In return, Greece has agreed to another round of wage, pension and job cuts which are designed to see the country's debt drop from the current level of 160 percent of economic output to 120.5 percent by 2020.

Athens will also agree to an unprecedented level of oversight of its economy, including permanent EU monitors in Athens and the creation of a special account that will make sure the international funds are used for debt repayments — until the country changes its constitution to make repayment a priority.

By heading off the immediate threat of a Greek default, the EU has provided a short-term solution to the most pressing threat to the euro zone.

However, Tuesday's agreement does little to address the underlying problem of Greece's shrinking economy and lack of competitiveness.

Read more: Greeks protest austerity measures

Some estimates see another 10 years of recession on top of the five Greece has already suffered as it struggles to rein in its debt.

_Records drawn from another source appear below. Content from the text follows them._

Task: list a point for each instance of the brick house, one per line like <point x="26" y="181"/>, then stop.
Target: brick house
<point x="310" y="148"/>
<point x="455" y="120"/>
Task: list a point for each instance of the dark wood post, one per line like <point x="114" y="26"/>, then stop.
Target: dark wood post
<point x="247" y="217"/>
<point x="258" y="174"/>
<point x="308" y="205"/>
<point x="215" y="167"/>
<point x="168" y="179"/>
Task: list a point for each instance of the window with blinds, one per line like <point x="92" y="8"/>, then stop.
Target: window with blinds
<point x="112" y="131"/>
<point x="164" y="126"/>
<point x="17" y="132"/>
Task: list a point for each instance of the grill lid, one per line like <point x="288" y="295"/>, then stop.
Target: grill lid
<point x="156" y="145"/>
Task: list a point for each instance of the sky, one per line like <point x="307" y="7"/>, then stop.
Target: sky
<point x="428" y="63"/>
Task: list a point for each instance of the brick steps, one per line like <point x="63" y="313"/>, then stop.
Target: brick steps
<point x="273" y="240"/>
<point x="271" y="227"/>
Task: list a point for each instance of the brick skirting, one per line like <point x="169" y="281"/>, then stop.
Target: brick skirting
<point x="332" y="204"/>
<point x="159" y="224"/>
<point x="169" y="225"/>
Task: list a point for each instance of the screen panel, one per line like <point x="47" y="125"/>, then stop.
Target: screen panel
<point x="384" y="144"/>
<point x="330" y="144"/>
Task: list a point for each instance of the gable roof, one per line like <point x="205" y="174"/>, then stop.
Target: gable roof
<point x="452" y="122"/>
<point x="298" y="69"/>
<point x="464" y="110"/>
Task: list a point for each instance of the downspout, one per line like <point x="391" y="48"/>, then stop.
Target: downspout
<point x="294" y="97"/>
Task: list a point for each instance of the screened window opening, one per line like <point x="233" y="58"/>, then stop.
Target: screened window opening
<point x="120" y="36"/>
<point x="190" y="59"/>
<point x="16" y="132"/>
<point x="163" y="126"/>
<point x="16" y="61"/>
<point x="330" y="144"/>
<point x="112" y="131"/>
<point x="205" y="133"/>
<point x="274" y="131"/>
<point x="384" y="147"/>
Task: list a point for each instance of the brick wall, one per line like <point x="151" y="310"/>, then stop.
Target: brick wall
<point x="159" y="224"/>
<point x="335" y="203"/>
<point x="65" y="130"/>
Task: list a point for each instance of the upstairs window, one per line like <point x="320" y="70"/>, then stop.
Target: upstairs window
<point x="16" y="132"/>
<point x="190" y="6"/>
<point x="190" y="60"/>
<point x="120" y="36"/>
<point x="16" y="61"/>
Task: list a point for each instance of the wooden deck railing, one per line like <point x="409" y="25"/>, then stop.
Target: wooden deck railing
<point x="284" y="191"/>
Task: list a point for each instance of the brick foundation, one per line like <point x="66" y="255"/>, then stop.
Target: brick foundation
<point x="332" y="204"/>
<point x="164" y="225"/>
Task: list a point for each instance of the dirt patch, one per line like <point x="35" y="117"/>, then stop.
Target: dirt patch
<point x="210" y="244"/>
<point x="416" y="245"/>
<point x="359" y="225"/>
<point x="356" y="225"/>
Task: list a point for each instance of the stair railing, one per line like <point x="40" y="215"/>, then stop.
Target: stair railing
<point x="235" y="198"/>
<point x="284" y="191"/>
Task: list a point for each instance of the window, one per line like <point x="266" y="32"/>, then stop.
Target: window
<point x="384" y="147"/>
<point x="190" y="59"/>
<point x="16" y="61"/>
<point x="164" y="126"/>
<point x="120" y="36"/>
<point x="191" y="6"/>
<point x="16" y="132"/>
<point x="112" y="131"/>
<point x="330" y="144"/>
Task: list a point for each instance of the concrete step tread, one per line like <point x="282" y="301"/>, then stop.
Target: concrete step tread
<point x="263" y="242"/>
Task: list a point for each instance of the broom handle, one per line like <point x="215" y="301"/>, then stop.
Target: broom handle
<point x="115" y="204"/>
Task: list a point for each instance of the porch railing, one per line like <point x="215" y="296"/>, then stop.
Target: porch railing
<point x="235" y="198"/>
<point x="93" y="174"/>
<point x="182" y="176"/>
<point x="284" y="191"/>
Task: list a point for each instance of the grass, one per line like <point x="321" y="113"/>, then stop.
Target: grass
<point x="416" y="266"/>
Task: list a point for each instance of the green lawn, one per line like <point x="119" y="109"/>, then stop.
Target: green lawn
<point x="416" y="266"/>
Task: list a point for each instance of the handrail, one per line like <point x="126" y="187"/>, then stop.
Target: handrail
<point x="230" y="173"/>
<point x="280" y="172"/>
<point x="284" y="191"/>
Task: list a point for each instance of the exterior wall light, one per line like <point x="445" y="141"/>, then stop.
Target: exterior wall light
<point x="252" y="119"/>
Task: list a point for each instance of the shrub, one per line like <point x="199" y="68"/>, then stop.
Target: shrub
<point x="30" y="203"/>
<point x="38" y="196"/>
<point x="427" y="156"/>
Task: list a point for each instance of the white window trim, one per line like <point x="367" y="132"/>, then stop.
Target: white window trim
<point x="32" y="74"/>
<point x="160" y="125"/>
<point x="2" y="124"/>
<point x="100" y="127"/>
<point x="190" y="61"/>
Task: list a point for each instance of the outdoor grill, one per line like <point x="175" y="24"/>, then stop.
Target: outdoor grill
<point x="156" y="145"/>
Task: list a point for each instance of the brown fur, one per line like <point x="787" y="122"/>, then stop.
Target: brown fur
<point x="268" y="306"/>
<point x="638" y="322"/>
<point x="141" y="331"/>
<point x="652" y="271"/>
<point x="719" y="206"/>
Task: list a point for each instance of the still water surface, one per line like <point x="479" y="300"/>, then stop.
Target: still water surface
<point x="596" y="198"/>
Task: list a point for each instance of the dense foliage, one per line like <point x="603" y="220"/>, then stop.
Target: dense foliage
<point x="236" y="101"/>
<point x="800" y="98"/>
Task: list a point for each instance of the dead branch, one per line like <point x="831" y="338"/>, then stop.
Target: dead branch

An internal EU report leaked to journalists in Brussels on Monday painted a gloomy picture that warned more bailouts may be needed unless government reforms start to produce growth.

It's by no means clear whether the Greek people will be ready to accept the prospect of seemingly endless austerity. The anger expressed in the regular riots on the streets of Athens will be tested in elections in April, where parties on the far left and right who oppose the austerity-for-bailout deals are expected to do well.

Meanwhile, Spain, Italy and, in particular, Portugal will be hoping the respite agreed for Greece will boost confidence in the wider euro zone. They will also be fearing that with Greece off the hook for a while, sceptical markets will be looking for a new outlet for their default fears.